Contrary to the usual process, a human error meant it was rolled-out directly to the AuraDB Enterprise tier without having been exposed first to the AuraDB Free tier and Professional tier.

How the service was affected

Customers running certain types of queries where the whole node would get cached as part of the optimization were seeing failures key not found: VariableSlotKey(...) OR  NullCheckReferenceProperty cannot be cast to class ASTCachedProperty with no simple workarounds. 

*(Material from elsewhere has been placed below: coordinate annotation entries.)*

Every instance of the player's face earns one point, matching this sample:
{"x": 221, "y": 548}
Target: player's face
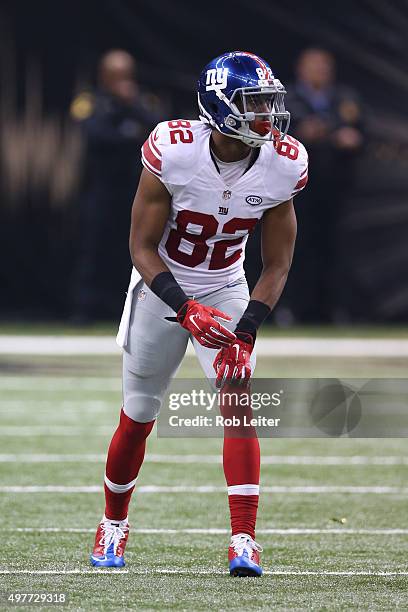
{"x": 262, "y": 105}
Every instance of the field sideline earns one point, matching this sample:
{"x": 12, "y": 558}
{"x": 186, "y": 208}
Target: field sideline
{"x": 332, "y": 518}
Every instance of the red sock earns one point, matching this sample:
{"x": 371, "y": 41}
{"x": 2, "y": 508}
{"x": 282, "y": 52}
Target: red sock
{"x": 241, "y": 460}
{"x": 125, "y": 456}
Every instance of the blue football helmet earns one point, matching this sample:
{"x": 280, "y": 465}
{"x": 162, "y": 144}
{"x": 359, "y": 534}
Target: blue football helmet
{"x": 240, "y": 97}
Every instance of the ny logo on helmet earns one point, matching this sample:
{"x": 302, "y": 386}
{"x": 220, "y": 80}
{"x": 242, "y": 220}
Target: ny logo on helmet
{"x": 216, "y": 79}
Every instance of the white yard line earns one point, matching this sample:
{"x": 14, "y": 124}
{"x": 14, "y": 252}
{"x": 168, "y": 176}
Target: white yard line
{"x": 273, "y": 347}
{"x": 214, "y": 531}
{"x": 356, "y": 460}
{"x": 17, "y": 431}
{"x": 381, "y": 490}
{"x": 201, "y": 572}
{"x": 74, "y": 571}
{"x": 59, "y": 383}
{"x": 211, "y": 572}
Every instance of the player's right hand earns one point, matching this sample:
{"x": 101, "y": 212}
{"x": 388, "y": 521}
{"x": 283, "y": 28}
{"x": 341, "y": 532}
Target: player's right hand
{"x": 200, "y": 322}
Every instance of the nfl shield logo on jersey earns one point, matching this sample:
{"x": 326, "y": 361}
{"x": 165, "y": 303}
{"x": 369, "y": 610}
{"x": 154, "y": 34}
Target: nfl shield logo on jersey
{"x": 253, "y": 200}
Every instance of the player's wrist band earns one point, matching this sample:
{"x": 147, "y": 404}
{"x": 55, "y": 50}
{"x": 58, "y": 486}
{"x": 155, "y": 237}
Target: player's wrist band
{"x": 253, "y": 317}
{"x": 165, "y": 286}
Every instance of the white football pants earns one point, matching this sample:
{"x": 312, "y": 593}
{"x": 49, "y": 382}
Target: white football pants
{"x": 155, "y": 347}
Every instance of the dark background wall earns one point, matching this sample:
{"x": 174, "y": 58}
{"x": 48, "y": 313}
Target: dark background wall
{"x": 49, "y": 51}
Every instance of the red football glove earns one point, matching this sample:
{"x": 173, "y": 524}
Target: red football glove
{"x": 199, "y": 321}
{"x": 232, "y": 364}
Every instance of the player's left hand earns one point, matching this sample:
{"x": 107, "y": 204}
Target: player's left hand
{"x": 232, "y": 364}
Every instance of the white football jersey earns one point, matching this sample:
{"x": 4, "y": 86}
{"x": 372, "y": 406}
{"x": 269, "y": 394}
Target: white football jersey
{"x": 204, "y": 240}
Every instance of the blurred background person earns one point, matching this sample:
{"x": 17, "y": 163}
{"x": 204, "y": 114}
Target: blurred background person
{"x": 115, "y": 122}
{"x": 326, "y": 117}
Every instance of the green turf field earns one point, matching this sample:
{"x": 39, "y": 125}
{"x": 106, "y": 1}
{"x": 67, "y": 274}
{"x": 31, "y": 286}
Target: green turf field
{"x": 56, "y": 418}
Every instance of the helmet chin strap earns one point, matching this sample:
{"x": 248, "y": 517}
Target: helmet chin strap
{"x": 252, "y": 139}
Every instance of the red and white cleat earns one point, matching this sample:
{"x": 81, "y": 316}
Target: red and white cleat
{"x": 243, "y": 556}
{"x": 110, "y": 542}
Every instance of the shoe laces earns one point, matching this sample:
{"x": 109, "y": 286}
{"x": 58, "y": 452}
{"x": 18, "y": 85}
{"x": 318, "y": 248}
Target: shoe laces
{"x": 112, "y": 533}
{"x": 243, "y": 542}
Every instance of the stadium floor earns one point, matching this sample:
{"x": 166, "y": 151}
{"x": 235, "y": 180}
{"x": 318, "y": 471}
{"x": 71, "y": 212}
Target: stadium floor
{"x": 56, "y": 417}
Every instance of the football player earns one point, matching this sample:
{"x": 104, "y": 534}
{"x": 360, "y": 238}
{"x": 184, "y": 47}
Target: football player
{"x": 204, "y": 187}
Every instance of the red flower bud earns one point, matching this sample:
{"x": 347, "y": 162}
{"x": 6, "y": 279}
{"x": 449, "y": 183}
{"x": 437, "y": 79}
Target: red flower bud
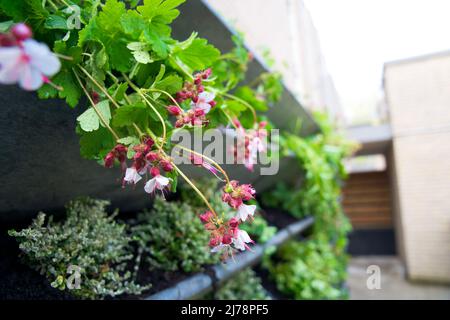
{"x": 109, "y": 160}
{"x": 154, "y": 171}
{"x": 199, "y": 112}
{"x": 21, "y": 31}
{"x": 205, "y": 217}
{"x": 166, "y": 165}
{"x": 206, "y": 73}
{"x": 7, "y": 40}
{"x": 174, "y": 110}
{"x": 227, "y": 239}
{"x": 233, "y": 223}
{"x": 215, "y": 241}
{"x": 152, "y": 156}
{"x": 149, "y": 142}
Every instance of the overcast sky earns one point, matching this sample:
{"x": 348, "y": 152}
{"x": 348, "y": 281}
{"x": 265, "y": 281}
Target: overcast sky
{"x": 358, "y": 36}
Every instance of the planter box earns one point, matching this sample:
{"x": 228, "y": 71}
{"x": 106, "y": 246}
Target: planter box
{"x": 40, "y": 162}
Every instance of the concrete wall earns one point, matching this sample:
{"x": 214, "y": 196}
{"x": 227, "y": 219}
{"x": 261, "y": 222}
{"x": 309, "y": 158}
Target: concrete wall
{"x": 418, "y": 94}
{"x": 286, "y": 28}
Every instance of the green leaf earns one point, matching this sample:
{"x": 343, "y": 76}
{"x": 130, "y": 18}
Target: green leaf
{"x": 55, "y": 22}
{"x": 107, "y": 29}
{"x": 6, "y": 25}
{"x": 129, "y": 141}
{"x": 198, "y": 56}
{"x": 172, "y": 83}
{"x": 247, "y": 94}
{"x": 96, "y": 143}
{"x": 157, "y": 42}
{"x": 126, "y": 115}
{"x": 160, "y": 11}
{"x": 89, "y": 120}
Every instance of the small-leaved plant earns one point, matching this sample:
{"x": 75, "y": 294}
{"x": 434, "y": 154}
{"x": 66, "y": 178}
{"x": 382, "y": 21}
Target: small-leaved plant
{"x": 87, "y": 253}
{"x": 308, "y": 270}
{"x": 172, "y": 237}
{"x": 245, "y": 286}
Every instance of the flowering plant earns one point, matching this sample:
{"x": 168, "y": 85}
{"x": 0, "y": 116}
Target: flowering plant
{"x": 142, "y": 86}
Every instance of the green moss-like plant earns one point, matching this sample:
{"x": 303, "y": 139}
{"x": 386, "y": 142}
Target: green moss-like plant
{"x": 172, "y": 237}
{"x": 88, "y": 245}
{"x": 245, "y": 286}
{"x": 308, "y": 270}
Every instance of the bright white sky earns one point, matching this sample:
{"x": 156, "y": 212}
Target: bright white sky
{"x": 358, "y": 36}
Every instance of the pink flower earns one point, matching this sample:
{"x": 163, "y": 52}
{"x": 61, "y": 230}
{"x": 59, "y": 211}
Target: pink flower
{"x": 206, "y": 217}
{"x": 241, "y": 239}
{"x": 203, "y": 102}
{"x": 244, "y": 211}
{"x": 158, "y": 182}
{"x": 131, "y": 176}
{"x": 30, "y": 64}
{"x": 234, "y": 194}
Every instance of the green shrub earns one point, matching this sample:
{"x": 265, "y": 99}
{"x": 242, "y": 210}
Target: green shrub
{"x": 308, "y": 270}
{"x": 88, "y": 240}
{"x": 259, "y": 229}
{"x": 246, "y": 285}
{"x": 172, "y": 237}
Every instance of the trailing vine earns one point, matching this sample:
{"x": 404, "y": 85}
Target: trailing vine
{"x": 142, "y": 86}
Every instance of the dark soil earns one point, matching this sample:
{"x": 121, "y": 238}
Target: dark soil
{"x": 278, "y": 218}
{"x": 18, "y": 281}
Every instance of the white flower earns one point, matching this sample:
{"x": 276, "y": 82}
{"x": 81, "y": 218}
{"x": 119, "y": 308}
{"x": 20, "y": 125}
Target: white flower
{"x": 203, "y": 101}
{"x": 220, "y": 247}
{"x": 132, "y": 176}
{"x": 158, "y": 182}
{"x": 241, "y": 239}
{"x": 29, "y": 65}
{"x": 244, "y": 211}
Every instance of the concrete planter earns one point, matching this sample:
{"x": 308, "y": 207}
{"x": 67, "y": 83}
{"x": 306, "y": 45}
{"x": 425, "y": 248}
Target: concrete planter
{"x": 40, "y": 163}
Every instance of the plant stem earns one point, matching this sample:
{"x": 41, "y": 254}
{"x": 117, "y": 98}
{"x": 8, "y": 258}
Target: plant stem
{"x": 171, "y": 59}
{"x": 245, "y": 103}
{"x": 139, "y": 92}
{"x": 195, "y": 188}
{"x": 167, "y": 94}
{"x": 99, "y": 114}
{"x": 207, "y": 158}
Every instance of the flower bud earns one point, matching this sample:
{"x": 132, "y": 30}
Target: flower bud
{"x": 166, "y": 165}
{"x": 227, "y": 239}
{"x": 154, "y": 171}
{"x": 205, "y": 217}
{"x": 109, "y": 160}
{"x": 174, "y": 110}
{"x": 152, "y": 156}
{"x": 233, "y": 223}
{"x": 21, "y": 31}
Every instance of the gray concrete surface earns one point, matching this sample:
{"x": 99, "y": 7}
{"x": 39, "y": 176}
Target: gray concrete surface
{"x": 393, "y": 284}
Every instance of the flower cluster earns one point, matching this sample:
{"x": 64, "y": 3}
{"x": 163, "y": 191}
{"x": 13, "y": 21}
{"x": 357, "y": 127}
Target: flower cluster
{"x": 145, "y": 160}
{"x": 24, "y": 60}
{"x": 201, "y": 102}
{"x": 226, "y": 237}
{"x": 249, "y": 143}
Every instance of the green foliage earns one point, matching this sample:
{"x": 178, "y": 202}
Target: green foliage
{"x": 308, "y": 270}
{"x": 172, "y": 237}
{"x": 88, "y": 239}
{"x": 259, "y": 229}
{"x": 246, "y": 285}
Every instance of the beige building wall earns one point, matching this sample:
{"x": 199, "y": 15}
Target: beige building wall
{"x": 418, "y": 95}
{"x": 285, "y": 27}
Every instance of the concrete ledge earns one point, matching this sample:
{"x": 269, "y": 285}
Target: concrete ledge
{"x": 201, "y": 283}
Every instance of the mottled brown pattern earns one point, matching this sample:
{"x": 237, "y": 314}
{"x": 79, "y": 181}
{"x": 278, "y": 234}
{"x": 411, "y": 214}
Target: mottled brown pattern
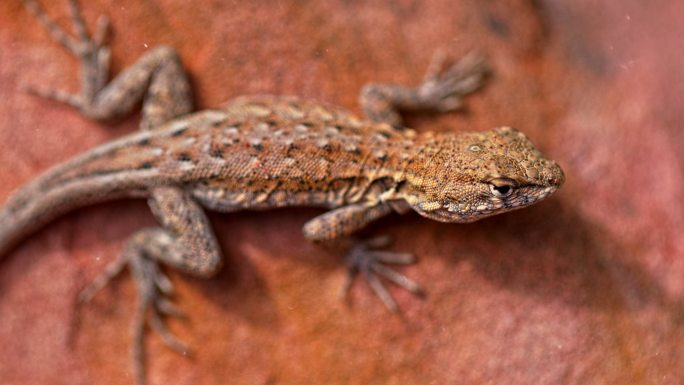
{"x": 265, "y": 152}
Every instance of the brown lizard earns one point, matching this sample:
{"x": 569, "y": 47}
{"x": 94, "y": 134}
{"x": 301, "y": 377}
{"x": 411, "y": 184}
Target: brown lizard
{"x": 265, "y": 152}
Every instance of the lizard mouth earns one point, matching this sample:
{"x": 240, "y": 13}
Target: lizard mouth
{"x": 470, "y": 212}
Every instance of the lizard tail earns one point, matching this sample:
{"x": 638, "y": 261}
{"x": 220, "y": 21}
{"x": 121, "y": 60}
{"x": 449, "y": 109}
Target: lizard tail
{"x": 32, "y": 207}
{"x": 70, "y": 186}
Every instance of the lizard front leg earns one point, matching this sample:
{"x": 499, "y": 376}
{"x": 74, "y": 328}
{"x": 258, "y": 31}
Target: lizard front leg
{"x": 336, "y": 226}
{"x": 441, "y": 90}
{"x": 185, "y": 241}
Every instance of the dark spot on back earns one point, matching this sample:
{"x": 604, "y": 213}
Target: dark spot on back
{"x": 179, "y": 132}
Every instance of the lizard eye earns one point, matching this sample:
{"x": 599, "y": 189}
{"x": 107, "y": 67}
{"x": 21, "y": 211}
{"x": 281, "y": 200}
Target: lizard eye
{"x": 502, "y": 187}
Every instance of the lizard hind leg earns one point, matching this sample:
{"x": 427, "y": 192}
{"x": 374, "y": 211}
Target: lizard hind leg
{"x": 153, "y": 288}
{"x": 185, "y": 241}
{"x": 157, "y": 76}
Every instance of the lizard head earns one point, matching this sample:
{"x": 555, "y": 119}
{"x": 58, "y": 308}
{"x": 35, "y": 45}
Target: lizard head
{"x": 466, "y": 177}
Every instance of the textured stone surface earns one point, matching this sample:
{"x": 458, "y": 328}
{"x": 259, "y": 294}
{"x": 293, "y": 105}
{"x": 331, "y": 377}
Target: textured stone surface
{"x": 585, "y": 288}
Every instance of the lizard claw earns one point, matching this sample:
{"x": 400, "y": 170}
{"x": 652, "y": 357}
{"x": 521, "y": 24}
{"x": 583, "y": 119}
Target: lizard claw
{"x": 91, "y": 50}
{"x": 371, "y": 264}
{"x": 443, "y": 89}
{"x": 153, "y": 288}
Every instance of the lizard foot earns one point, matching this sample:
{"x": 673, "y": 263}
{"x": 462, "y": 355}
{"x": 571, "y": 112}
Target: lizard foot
{"x": 444, "y": 89}
{"x": 361, "y": 258}
{"x": 153, "y": 289}
{"x": 90, "y": 50}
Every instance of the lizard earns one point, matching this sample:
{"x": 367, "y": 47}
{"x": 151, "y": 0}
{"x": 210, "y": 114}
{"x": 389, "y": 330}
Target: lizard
{"x": 266, "y": 152}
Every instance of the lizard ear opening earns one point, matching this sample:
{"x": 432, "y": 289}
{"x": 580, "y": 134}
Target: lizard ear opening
{"x": 502, "y": 187}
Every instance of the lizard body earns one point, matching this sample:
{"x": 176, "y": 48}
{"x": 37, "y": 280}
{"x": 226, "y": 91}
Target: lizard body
{"x": 264, "y": 152}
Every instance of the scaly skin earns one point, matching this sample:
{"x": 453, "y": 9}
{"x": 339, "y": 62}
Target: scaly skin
{"x": 264, "y": 152}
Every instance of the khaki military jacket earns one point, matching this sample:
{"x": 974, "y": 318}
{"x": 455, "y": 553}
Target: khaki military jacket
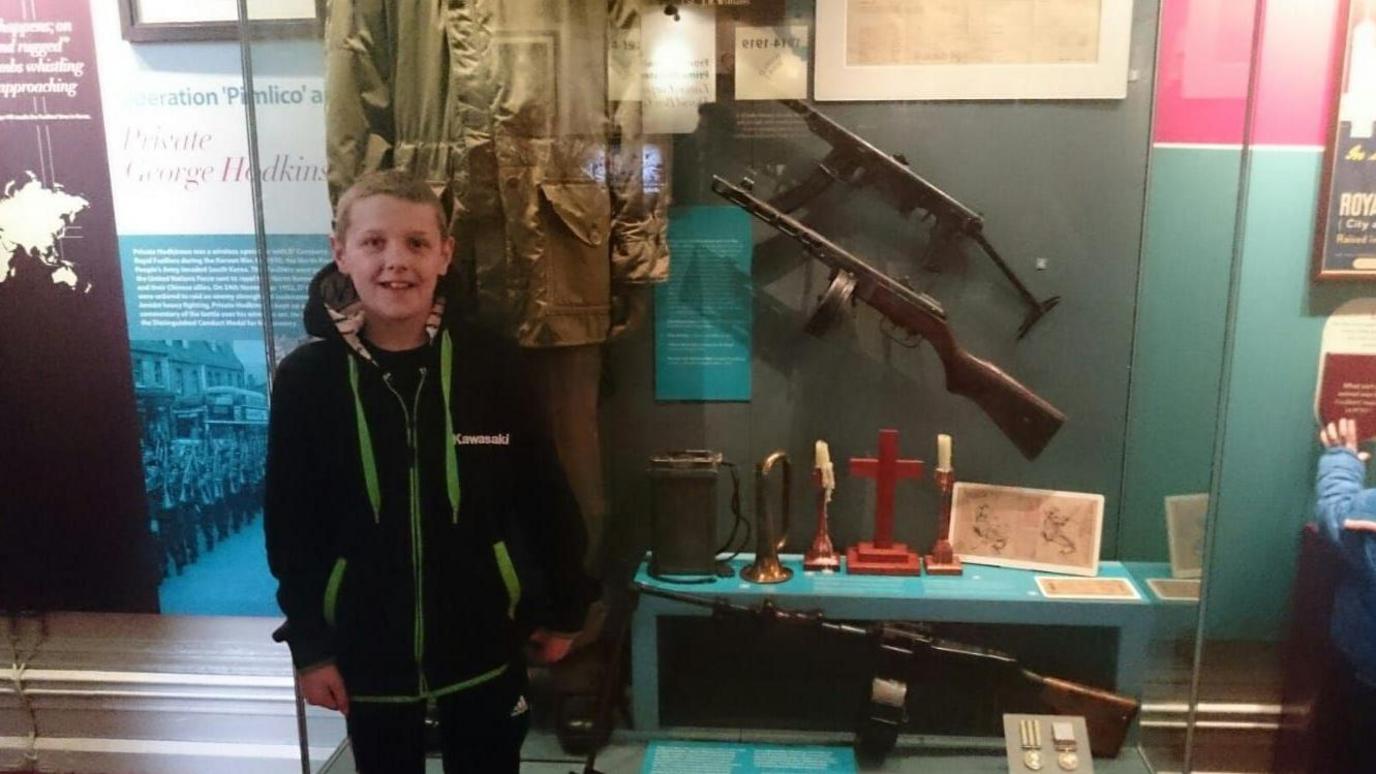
{"x": 504, "y": 106}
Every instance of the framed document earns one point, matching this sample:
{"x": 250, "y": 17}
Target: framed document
{"x": 1034, "y": 529}
{"x": 881, "y": 50}
{"x": 1185, "y": 533}
{"x": 1345, "y": 237}
{"x": 163, "y": 21}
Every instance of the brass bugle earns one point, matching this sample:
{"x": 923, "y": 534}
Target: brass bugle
{"x": 769, "y": 536}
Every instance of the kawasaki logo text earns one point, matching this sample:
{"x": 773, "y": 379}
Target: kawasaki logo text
{"x": 500, "y": 440}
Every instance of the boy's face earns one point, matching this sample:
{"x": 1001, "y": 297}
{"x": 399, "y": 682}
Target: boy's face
{"x": 394, "y": 254}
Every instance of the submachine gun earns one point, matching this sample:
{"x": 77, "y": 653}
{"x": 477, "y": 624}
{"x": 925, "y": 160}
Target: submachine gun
{"x": 903, "y": 647}
{"x": 855, "y": 161}
{"x": 1024, "y": 417}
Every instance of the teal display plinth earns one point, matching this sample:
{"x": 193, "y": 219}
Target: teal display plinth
{"x": 981, "y": 595}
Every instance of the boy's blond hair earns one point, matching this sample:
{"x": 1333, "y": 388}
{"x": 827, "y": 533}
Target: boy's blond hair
{"x": 387, "y": 182}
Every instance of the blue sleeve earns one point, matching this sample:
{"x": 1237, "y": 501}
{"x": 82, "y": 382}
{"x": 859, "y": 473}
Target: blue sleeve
{"x": 1339, "y": 496}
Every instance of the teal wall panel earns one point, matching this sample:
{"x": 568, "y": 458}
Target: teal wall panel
{"x": 1269, "y": 446}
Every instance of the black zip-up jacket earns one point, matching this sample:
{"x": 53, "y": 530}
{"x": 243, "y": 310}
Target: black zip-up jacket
{"x": 377, "y": 570}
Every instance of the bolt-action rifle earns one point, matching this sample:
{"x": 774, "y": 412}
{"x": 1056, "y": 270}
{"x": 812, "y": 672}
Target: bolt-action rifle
{"x": 855, "y": 161}
{"x": 1024, "y": 417}
{"x": 901, "y": 646}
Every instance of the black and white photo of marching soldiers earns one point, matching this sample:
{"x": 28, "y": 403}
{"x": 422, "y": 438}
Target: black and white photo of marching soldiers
{"x": 204, "y": 420}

We fixed the regression and rolled out a new version 5.21.1 (2024-06-29 01:10) and then a second 5.21.2 to address both of these regressions.

What we are doing now

We consider this incident as severe and have committed resources to deliver on the following actions:

  • Rolling out

    • Prevent rolling out to the Enterprise tier at the end of the working week
    • Release roll-out process and tooling to enforce the sequence of tiers to receive a new release
    • Automate the release and roll-out process to remove risks of further human error
    • Improve on the time it takes to release an emergency fix
  • Database release

    • Add further tests around the release of improvements to Cypher
  • Detection

    • Build a monitoring dashboard specific to detect spikes of errors due to Cypher queries
Posted Jul 12, 2024 - 18:29 UTC

Resolved
We have now completed the roll out of the fix to all affected Aura instances. incident resolved
Posted Jun 29, 2024 - 00:54 UTC
Update
We have a fix and are currently progressing with the release of that fix.
The packaging and testing ran longer than earlier estimates.
The current projected ETA for the rollout on Aura is currently June 29th 00:00 UTC
Posted Jun 28, 2024 - 21:29 UTC
Update
We are continuing to work on a fix for this issue.
Posted Jun 28, 2024 - 21:08 UTC
Update
We have a fix and are currently ongoing packaging and release of that fix.
The ETA for the rollout on Aura is currently 22:00 UTC
Posted Jun 28, 2024 - 17:05 UTC
Update
We continue to work on a fix for this issue.
To identify if you are affected - Error Signature: key not found: VariableSlotKey(...)
We are taking steps to contact affected customers.
Posted Jun 28, 2024 - 15:29 UTC
Identified
Aura 5 latest update has introduced a query regression

Error Signature: key not found: VariableSlotKey(ke)
Workaround: prefixing the queries with runtime=legacy should address the issue
Posted Jun 28, 2024 - 13:58 UTC
This incident affected: AuraDB Enterprise (*.databases.neo4j.io) (AuraDB Enterprise on AWS (*.databases.neo4j.io), AuraDB Enterprise on Azure (*.databases.neo4j.io), AuraDB Enterprise on GCP (*.databases.neo4j.io)), AuraDB Professional (*.databases.neo4j.io) (AuraDB Professional on AWS (*.databases.neo4j.io), AuraDB Professional on Azure (*.databases.neo4j.io), AuraDB Professional on GCP (*.databases.neo4j.io)), AuraDS (*.databases.neo4j.io) (AuraDS on AWS (*.databases.neo4j.io), AuraDS on Azure (*.databases.neo4j.io), AuraDS on GCP (*.databases.neo4j.io)), AuraDS Enterprise (*.databases.neo4j.io) (AuraDS Enterprise on AWS (*.databases.neo4j.io), AuraDS Enterprise on Azure (*.databases.neo4j.io), AuraDS Enterprise on GCP (*.databases.neo4j.io)), and AuraDB Free (*.databases.neo4j.io).